Aufgrund von Unsicherheiten der Studie wird die Aussagesicherheit der Kategorie „Anhaltspunkt“ zugeordnet. So kritisiert der G-BA in seinen „tragenden Gründen zum Beschluss“ unter anderem, dass 38 % der gescreenten Studienteilnehmer aufgrund zu niedriger NT-proBNP-Werte ausgeschlossen wurden, obwohl die Zulassung keine Limitationen in Bezug auf NT-proBNP-Werte vorsieht. Der G-BA folgt hiermit einer Stellungnahme der Arzneimittelkommission der deutschen Ärzteschaft (AkdÄ) [2].
Kosten
Die Jahrestherapiekosten für Empagliflozin liegen bei 660,03 Euro (Stand 09/2022). Hinzu kommen patientenindividuelle Kosten für eine optimierte Standardtherapie.
Glossar
HFrEF: Herzinsuffizienz mit reduzierter Ejektionsfraktion (LVEF < 40 %)
HFmrEF: Herzinsuffizienz mit geringgradig eingeschränkter Ejektionsfraktion (LVEF > 40–49 %)
HFpEF: Herzinsuffizienz mit erhaltener Ejektionsfraktion (LVEF > 50 %)
LVEF: Linksventrikuläre Ejektionsfraktion
SGLT-2: Natrium-Glucose-Cotransporter 2
Nutzenbewertung des IQWiG
Wahrscheinlichkeit des Zusatznutzens
- „Anhaltspunkt“: schwächste Aussagesicherheit
- „Hinweis“: mittlere Aussagesicherheit
- „Beleg“: höchste Aussagesicherheit
Ausmaß des Zusatznutzens
- „gering“: niedrigstes Ausmaß
- „beträchtlich“: mittleres Ausmaß
- „erheblich“: höchstmögliches Ausmaß
[Quelle: https://www.iqwig.de/]
Quellen
Gemeinsamer Bundesausschuss (G-BA). Beschluss. Empagliflozin (Neues Anwendungsgebiet: chronische Herzinsuffizienz mit linksventrikulärer Ejektionsfraktion LVEF > 40 %) vom 15. September 2022.
Gemeinsamer Bundesausschuss (G-BA). Tragende Gründe zum Beschluss. Empagliflozin (Neues Anwendungsgebiet: chronische Herzinsuffizienz mit linksventrikulärer Ejektionsfraktion LVEF > 40 %) vom 15. September 2022.
Literatur
1. Anker SD, et al. Empagliflozin in heart failure with a preserved ejection fraction. New Engl J Med 2021;385:1451–61.

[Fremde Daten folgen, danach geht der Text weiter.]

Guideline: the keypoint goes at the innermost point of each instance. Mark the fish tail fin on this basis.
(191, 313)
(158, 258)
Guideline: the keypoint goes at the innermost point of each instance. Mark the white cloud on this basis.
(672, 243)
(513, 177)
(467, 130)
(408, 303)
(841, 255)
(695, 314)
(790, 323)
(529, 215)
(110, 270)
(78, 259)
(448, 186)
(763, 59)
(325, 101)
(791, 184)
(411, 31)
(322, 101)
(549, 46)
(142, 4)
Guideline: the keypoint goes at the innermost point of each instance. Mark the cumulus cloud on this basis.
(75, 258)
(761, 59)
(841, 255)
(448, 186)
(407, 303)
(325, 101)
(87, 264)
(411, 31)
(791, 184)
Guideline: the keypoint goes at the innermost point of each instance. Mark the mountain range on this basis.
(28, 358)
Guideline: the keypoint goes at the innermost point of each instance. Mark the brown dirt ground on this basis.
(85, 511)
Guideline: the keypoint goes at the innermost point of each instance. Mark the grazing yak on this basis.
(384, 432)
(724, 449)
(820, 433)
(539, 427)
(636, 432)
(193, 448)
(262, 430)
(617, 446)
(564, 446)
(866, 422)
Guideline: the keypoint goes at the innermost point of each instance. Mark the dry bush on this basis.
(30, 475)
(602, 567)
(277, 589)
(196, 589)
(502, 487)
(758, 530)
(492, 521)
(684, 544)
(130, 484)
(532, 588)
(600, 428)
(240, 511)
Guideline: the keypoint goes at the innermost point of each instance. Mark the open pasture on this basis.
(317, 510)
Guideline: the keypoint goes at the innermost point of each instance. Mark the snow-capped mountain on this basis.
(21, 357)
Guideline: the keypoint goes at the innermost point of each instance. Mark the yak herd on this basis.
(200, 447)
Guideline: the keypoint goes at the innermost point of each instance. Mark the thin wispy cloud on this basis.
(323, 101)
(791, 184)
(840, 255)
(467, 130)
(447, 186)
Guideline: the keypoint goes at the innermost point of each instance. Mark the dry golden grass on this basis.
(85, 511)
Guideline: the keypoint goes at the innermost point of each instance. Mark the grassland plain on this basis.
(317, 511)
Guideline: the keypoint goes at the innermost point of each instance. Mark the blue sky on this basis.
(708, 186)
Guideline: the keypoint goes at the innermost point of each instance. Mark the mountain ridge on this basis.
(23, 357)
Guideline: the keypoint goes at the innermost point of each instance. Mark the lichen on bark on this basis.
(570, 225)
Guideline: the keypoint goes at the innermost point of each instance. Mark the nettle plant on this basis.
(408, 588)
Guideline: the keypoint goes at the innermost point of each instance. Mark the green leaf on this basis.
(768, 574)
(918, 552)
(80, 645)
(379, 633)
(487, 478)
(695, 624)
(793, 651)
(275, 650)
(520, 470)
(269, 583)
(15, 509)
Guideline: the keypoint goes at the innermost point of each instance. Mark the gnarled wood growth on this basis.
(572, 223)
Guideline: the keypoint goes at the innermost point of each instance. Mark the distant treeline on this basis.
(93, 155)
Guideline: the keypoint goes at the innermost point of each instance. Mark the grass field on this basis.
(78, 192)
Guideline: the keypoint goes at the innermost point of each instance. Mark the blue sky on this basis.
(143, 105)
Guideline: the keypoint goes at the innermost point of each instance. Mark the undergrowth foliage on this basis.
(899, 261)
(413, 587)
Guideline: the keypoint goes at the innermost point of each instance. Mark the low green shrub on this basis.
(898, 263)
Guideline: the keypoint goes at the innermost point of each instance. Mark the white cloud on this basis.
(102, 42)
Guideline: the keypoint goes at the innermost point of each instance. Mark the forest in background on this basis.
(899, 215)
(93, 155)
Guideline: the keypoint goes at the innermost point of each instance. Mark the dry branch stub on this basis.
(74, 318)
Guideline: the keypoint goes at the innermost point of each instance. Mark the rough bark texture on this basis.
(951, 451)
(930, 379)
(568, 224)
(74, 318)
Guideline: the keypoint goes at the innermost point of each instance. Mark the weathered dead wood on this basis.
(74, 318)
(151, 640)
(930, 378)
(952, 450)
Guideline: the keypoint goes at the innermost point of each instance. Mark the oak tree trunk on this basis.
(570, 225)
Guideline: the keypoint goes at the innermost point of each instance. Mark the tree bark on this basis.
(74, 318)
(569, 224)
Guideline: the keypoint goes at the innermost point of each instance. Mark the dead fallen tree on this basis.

2. Arzneimittelkommission der deutschen Ärzteschaft (AkdÄ). Stellungnahme der AkdÄ zu Empagliflozin (Jardiance®). AkdÄ News 2022–28.
3. Bundesärztekammer (BÄK), Kassenärztliche Bundesvereinigung (KBV), Arbeitsgemeinschaft der Wissenschaftlichen Medizinischen Fachgesellschaften (AWMF). Nationale Versorgungsleitlinie Chronische Herzinsuffizienz – Langfassung, 3. Auflage. Version 3. 2019.